I want to assure him that I'm like him. I want to be part of his community. I want him to acknowledge that we are the same. I don't want to be separated from him.

Later, I'm driving my car and I notice an attractive man in a wheelchair. He catches me staring and he motions me for permission to move in front of my car to cross the street. I wave him across. He confidently and deftly maneuvers himself across the street reminding me with a hand signal that I am not to move my car while he is in front of me.

He equally efficiently makes his way across to the other side of the street through the oncoming traffic and up the driveway of the parking lot on the other side of the street. As he makes his way across I think of going to him and asking him out, and how that would infuriate my boyfriend. I think of how confident he is and how skilled and strong. I think of how able he is. And I remember how I was feeling at Starbuck's knowing that the cashier was trying so hard not to hurt my feelings, because he was apparently certain how sensitive I would be to social discomfort regarding my condition of deafness.

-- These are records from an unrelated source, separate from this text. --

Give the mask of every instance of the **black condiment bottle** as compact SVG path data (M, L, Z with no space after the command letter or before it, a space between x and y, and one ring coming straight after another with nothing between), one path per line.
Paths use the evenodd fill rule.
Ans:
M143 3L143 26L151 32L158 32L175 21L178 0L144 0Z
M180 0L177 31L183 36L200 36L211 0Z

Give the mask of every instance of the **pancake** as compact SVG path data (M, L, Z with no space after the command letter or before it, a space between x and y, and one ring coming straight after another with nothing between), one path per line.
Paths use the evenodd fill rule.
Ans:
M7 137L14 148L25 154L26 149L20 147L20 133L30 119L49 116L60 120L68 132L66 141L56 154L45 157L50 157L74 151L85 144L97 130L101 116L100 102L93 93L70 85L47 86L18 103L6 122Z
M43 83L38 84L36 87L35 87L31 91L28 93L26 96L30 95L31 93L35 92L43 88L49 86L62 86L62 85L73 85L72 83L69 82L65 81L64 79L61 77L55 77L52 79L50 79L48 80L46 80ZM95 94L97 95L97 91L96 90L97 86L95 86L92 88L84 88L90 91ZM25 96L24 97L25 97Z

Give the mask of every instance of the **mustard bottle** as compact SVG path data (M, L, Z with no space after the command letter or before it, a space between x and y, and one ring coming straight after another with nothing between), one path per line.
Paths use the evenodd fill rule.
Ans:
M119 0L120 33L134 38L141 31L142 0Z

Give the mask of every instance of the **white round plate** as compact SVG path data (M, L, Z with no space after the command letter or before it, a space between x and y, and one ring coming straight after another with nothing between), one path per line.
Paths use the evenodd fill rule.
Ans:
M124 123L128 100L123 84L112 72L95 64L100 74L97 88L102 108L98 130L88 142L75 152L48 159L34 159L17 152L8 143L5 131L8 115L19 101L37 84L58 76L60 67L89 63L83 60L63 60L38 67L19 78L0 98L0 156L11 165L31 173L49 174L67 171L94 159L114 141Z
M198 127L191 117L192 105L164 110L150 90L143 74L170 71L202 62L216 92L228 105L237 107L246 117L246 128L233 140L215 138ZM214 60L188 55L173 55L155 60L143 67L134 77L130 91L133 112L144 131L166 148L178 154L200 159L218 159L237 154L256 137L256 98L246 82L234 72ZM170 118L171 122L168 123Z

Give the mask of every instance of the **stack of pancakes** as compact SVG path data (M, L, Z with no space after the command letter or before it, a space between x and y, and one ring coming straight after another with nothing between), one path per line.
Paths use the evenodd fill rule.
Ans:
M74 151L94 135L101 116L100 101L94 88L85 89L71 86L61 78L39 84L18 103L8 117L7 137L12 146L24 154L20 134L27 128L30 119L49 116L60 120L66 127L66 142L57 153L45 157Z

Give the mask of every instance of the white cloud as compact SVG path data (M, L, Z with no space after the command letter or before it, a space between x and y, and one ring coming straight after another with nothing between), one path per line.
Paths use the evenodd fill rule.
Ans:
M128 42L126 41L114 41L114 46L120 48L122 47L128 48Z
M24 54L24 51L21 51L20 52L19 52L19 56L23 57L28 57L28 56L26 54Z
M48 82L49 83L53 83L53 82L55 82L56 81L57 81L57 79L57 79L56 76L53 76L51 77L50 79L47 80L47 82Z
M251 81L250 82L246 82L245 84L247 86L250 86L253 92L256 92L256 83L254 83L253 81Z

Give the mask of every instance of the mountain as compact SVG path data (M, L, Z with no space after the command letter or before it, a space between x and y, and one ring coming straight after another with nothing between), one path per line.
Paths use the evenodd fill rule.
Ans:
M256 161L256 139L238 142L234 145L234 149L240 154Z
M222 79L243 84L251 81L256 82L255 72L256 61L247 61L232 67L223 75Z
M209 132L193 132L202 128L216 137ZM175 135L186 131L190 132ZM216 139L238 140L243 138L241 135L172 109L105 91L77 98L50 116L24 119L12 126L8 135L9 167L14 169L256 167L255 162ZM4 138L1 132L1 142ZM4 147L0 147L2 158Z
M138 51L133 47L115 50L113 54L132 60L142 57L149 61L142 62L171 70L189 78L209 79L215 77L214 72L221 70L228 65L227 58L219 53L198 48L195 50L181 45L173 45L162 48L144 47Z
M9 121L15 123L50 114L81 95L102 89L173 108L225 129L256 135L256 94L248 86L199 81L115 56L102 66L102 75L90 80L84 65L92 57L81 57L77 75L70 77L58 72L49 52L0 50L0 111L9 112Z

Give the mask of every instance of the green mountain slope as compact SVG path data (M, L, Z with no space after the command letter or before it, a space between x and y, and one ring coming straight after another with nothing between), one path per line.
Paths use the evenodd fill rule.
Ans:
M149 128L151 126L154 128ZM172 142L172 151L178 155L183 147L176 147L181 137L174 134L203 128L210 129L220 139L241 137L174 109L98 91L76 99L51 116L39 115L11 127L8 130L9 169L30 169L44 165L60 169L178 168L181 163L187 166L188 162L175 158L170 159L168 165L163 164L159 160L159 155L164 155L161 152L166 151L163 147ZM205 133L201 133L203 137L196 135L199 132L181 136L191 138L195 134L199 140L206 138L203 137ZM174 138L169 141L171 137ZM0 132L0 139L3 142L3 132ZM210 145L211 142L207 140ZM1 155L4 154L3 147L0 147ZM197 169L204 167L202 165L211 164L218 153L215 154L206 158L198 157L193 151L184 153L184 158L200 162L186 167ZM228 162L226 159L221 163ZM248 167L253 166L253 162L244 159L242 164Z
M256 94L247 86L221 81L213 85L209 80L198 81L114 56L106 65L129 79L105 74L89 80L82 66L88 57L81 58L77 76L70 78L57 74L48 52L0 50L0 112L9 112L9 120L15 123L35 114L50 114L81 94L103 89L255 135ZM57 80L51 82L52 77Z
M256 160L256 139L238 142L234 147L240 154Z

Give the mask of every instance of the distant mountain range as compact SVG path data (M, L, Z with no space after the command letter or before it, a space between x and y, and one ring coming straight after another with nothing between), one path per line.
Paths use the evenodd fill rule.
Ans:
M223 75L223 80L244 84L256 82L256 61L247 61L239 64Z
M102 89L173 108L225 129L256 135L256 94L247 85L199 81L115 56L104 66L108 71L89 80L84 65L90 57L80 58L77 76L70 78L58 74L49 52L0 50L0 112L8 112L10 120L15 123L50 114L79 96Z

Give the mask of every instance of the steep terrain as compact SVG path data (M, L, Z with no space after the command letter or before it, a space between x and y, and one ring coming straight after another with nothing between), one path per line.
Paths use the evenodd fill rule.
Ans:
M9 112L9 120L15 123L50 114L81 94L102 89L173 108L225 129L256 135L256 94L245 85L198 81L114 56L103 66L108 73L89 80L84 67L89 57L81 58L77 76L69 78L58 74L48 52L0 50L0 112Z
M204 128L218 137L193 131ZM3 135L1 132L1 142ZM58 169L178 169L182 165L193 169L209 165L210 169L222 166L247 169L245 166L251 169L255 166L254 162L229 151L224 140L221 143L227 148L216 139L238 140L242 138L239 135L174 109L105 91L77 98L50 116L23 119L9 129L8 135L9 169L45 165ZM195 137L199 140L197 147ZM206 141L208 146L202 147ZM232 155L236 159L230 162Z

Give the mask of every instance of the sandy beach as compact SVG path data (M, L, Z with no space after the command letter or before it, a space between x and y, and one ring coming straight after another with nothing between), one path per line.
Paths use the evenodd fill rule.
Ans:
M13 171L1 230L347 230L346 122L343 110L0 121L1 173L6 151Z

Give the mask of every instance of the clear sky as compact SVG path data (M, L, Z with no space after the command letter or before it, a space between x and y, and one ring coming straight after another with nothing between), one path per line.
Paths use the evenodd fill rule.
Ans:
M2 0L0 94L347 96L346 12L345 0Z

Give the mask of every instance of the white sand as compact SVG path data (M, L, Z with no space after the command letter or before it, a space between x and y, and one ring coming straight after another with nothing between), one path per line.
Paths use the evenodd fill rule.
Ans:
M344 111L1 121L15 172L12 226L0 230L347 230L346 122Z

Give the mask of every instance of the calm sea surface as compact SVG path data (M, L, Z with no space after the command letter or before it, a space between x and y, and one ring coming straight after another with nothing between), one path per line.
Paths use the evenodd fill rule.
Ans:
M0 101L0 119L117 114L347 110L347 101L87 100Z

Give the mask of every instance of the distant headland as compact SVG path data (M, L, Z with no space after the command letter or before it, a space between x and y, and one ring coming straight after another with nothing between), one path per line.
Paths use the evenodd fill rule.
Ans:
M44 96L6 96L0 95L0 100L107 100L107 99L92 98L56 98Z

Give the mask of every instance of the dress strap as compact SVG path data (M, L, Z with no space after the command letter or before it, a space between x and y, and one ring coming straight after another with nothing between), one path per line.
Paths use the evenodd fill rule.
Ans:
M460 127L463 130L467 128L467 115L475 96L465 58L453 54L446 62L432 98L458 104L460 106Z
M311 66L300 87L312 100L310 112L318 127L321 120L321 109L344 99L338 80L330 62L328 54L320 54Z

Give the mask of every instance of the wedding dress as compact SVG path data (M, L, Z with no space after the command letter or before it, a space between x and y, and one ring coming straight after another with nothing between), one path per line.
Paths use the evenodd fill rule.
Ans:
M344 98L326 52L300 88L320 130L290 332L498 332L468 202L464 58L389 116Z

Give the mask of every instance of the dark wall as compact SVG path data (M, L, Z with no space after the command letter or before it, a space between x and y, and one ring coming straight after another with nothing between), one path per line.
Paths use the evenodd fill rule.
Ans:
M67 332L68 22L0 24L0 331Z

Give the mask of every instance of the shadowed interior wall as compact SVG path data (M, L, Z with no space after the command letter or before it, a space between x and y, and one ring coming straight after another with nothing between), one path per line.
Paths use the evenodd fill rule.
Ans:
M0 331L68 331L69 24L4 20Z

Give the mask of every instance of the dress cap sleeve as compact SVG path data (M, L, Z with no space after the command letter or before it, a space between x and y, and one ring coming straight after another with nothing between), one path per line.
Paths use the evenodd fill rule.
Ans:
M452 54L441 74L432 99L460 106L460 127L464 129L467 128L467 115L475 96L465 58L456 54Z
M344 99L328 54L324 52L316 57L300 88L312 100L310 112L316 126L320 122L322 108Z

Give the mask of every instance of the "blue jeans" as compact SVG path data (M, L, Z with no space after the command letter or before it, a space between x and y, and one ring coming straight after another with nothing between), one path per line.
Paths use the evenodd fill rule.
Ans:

I felt offended and hurt and disappointed that the cashier did not recognize my talents.

I'm deaf but I'm still an astrologer, , massage therapist, meditation instructor, teacher, and businessman. I am a well rounded person with an added dimension due to my lack of hearing. I have perspectives that come to me entirely from my deafness that no one but a deaf person can access. Will he recognize my strengths? Will he recognize my completeness, my wholeness, the synthesis of all my individual parts? Right now he doesn't.

These are the things I thought of as I watched that attractive man make his way across the street, while I wished that I was trotting along beside him.